My More Helpful Definition: The internet definition is technically correct, it just needs some explaining. Here’s an example. Let’s say I’m doing an experiment about M&M color distributions.* My null hypothesis is that there are equal proportions of each color in any given bag of M&Ms. My alternative hypothesis is that there are proportionally more red M&Ms. To test this, I randomly pick 20 M&Ms out of a bag of 100.
Let’s say that of my sample, 30% were brown, 20% were yellow, 20% were red, 10% were orange, 10% were green, and 10% were blue. I run a statistical test of significance on those numbers on a computer. The computer then gives me a p-value (among other things). In this case, my p-value is the probability that I would randomly pick a sample with 20% red M&Ms (or more), if the null hypothesis (that all the colors are equally represented) is true. If the p-value is large, we “accept the null hypothesis” because there is a high probably that any pattern that we are seeing is due to random chance. Another way to think of this is that the p-value helps tell the researcher how well the sample (i.e. a handful of 20 M&Ms) reflects an entire population (i.e. the entire bag).**
Considering this, the all-knowing science gods (I have no idea who actually made this decision— probably a committee) declared that if a p-value is less than or equal to 0.05 then results are considered significant, and the null hypothesis is rejected (whoopee!). A p-value of 0.05 means that there’s a 5% chance that any pattern found in the data is due to random chance, which is considered an acceptable risk.

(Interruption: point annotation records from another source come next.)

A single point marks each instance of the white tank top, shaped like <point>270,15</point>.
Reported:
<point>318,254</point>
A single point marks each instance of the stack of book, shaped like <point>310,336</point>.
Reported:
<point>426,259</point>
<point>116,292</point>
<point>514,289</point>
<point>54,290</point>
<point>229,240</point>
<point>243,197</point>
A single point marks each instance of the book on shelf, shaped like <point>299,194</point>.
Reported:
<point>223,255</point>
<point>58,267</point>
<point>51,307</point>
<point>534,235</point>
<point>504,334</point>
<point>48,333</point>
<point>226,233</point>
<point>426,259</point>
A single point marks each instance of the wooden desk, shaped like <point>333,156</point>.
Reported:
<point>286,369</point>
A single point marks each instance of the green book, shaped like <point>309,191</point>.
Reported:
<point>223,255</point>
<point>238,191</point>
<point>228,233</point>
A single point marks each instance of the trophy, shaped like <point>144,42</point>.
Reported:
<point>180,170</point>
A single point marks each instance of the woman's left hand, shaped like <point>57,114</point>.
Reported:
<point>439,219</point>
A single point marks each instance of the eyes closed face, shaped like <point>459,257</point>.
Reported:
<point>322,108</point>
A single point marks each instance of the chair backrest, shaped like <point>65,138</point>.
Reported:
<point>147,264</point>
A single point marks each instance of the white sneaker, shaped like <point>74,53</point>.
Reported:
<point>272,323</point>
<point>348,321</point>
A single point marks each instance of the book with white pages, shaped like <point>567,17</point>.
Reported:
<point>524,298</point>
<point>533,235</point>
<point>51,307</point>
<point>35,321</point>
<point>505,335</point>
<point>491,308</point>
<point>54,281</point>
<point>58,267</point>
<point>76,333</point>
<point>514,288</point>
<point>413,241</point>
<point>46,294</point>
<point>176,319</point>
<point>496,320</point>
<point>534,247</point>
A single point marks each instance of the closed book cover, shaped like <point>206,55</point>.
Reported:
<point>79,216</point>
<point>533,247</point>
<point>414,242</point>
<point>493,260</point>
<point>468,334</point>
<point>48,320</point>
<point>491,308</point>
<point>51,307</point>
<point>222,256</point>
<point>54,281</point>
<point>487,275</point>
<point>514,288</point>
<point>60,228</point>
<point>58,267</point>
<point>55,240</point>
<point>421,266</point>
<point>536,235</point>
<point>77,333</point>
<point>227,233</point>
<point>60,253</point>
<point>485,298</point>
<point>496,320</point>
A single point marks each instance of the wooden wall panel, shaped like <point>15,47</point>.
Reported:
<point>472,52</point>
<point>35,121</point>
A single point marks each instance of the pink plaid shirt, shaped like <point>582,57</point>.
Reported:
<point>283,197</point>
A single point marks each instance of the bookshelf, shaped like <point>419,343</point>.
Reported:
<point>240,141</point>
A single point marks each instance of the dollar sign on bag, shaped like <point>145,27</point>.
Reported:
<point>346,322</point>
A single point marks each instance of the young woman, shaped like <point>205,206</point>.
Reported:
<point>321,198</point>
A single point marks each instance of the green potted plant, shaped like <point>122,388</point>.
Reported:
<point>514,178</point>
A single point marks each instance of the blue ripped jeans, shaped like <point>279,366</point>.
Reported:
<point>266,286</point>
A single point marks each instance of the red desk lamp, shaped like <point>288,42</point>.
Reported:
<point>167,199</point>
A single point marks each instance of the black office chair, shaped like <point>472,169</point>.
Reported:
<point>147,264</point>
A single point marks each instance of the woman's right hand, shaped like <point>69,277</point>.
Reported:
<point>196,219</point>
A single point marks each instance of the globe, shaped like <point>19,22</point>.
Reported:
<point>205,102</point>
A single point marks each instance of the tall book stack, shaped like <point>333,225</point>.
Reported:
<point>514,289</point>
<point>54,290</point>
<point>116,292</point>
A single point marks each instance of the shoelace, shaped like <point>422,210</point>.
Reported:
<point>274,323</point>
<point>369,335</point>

For scientists, getting p-values that are smaller than 0.05 is incredibly important. My first definition of the p-value is only a little bit flip, because most journals will only accept papers that have “significant” results. So, p-values determine if your research gets published, which is career-defining, and does in fact affect how much a scientist gets paid.
*To my surprise (and delight), M&M has published their color distributions. See how they’ve changed over the last 40 years here!
** If you want another example, try this short Khan academy lesson on p-values and hypothesis testing.